Logo as Jack FM, 2005-2020

- 2005: 92.9 Jack FM (Adult hits)
  - On May 16, 2005, WBUF flipped to an adult hits format, branded under the Jack FM name. Stern was the only host retained when CBS Radio, then the station's owner, dropped the talk format, as CBS burned off Stern's contract (their slogan even briefly being "Howard in the morning, playing what we want all day"). It was the first format in about 10 years not intended to directly compete with another station in the market. When Stern left terrestrial radio for Sirius Satellite Radio, he was not replaced on WBUF. Jack FM was, by far, the longest-running format in the station's recent history, lasting 15 years, longer than the previous six formats combined. Subsequent owners of WBUF, Regent Communications and Townsquare Media, continued to license the Jack FM format and did not share the same desire to flip the station's format every few years as previous owners CBS Radio and Infinity Broadcasting had done.

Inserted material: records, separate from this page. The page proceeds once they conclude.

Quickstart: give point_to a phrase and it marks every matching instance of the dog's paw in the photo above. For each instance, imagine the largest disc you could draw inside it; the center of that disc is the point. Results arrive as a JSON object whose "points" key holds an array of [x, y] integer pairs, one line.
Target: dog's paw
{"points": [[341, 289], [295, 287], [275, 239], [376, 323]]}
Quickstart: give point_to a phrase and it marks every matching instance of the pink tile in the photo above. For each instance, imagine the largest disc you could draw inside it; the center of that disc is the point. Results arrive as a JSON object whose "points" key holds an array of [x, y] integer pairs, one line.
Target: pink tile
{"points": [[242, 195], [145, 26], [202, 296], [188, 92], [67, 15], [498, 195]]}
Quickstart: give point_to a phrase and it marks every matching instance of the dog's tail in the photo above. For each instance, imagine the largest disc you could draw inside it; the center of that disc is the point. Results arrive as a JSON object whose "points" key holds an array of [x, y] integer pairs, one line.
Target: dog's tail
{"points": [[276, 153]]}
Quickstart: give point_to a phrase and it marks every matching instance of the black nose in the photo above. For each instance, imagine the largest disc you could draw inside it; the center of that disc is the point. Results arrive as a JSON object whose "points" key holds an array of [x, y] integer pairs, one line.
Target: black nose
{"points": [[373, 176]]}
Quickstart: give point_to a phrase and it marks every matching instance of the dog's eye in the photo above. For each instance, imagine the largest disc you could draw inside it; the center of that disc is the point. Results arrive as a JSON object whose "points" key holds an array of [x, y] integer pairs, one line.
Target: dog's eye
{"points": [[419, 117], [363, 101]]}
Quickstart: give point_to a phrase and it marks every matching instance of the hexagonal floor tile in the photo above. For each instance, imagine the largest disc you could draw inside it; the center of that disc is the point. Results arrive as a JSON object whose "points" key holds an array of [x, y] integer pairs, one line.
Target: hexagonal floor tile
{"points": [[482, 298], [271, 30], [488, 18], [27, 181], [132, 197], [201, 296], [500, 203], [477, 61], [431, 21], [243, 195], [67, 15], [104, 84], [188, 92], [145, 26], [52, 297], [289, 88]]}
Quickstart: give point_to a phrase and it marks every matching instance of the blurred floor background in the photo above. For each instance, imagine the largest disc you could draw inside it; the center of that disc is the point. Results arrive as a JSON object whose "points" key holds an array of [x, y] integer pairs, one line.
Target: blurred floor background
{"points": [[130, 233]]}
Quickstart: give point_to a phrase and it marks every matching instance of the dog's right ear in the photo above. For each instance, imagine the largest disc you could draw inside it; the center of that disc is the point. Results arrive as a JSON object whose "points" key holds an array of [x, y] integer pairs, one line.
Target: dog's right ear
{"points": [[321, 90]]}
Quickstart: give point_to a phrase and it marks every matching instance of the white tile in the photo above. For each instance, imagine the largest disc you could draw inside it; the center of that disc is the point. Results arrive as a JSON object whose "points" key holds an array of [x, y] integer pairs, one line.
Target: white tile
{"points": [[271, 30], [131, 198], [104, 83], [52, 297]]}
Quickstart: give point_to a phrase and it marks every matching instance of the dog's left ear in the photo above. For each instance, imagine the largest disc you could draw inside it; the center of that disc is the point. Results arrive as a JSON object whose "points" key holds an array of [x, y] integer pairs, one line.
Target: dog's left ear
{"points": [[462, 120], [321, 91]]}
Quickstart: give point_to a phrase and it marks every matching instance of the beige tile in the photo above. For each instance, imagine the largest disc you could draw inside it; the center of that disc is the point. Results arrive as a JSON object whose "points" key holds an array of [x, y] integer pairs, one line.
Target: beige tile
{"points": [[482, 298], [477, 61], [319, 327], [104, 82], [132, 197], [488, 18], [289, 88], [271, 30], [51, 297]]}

  - Similar to other Jack FM stations, WBUF had no live disc jockeys, carried no syndicated long-form or short-form programming, and carried no time-sensitive information (such as news, weather or sports), only interrupting its music for commercials, pre-recorded one-line jokes and station identification; this format was followed uniformly, 24 hours a day, 7 days a week. At first, 92.9 was one of the only Jack FM stations which didn't use Howard Cogan as the voice of Jack, due to its proximity to Toronto's CJAQ-FM, which identified itself as 92.5 Jack-FM. Using Cogan would have most likely caused confusion with listeners due to the fact the two stations are so close on the FM dial. Until mid-April 2009, WBUF used voice talent Brad Davidorf, best known for his voice work on TBS. At that point, WBUF began using Howard Cogan as its imaging voice. Within two months of Cogan's employment on WBUF, CJAQ-FM dropped the Jack format and went back to the Top 40/CHR format known as "Kiss-FM" that Jack-FM replaced six years earlier.
- 2020: 92.9 WBUF, Everything That Rocks (Mainstream rock/Classic rock)
  - On November 25, 2020 at noon, after briefly stunting with a loop of Christmas music (which ended with "I Saw Mommy Kissing Santa Claus" by John Cougar Mellencamp), WBUF flipped back to a mainstream rock format, branding once more as "92.9 WBUF, Everything That Rocks" and returning to the broad-based rock format the station had featured from 2001 to 2004. The first song under the rock format was "For Those About to Rock (We Salute You)" by AC/DC. The station added the nationally syndicated The Free Beer and Hot Wings Show a few months after launch.
- 2022: 92.9 WBUF, Buffalo's Real Rock (Active rock)
  - From 2020 to 2022, WBUF's playlist leaned toward a classic rock presentation billed as "Everything that Rocks", initially hoping to take advantage of on-air turmoil in the market's heritage classic rock station WGRF. When this was unsuccessful, on June 10, 2022, WBUF shifted its format from mainstream rock to active rock, branded as "92.9 WBUF, Buffalo's Real Rock". The station's airstaff (other than one day part) and presentation did not otherwise change. There had been no major active rock station in Buffalo since WEDG shifted to alternative (itself prompted when previous alternative station WLKK, another station in Buffalo notorious for its frequent format changes, changed format to country music).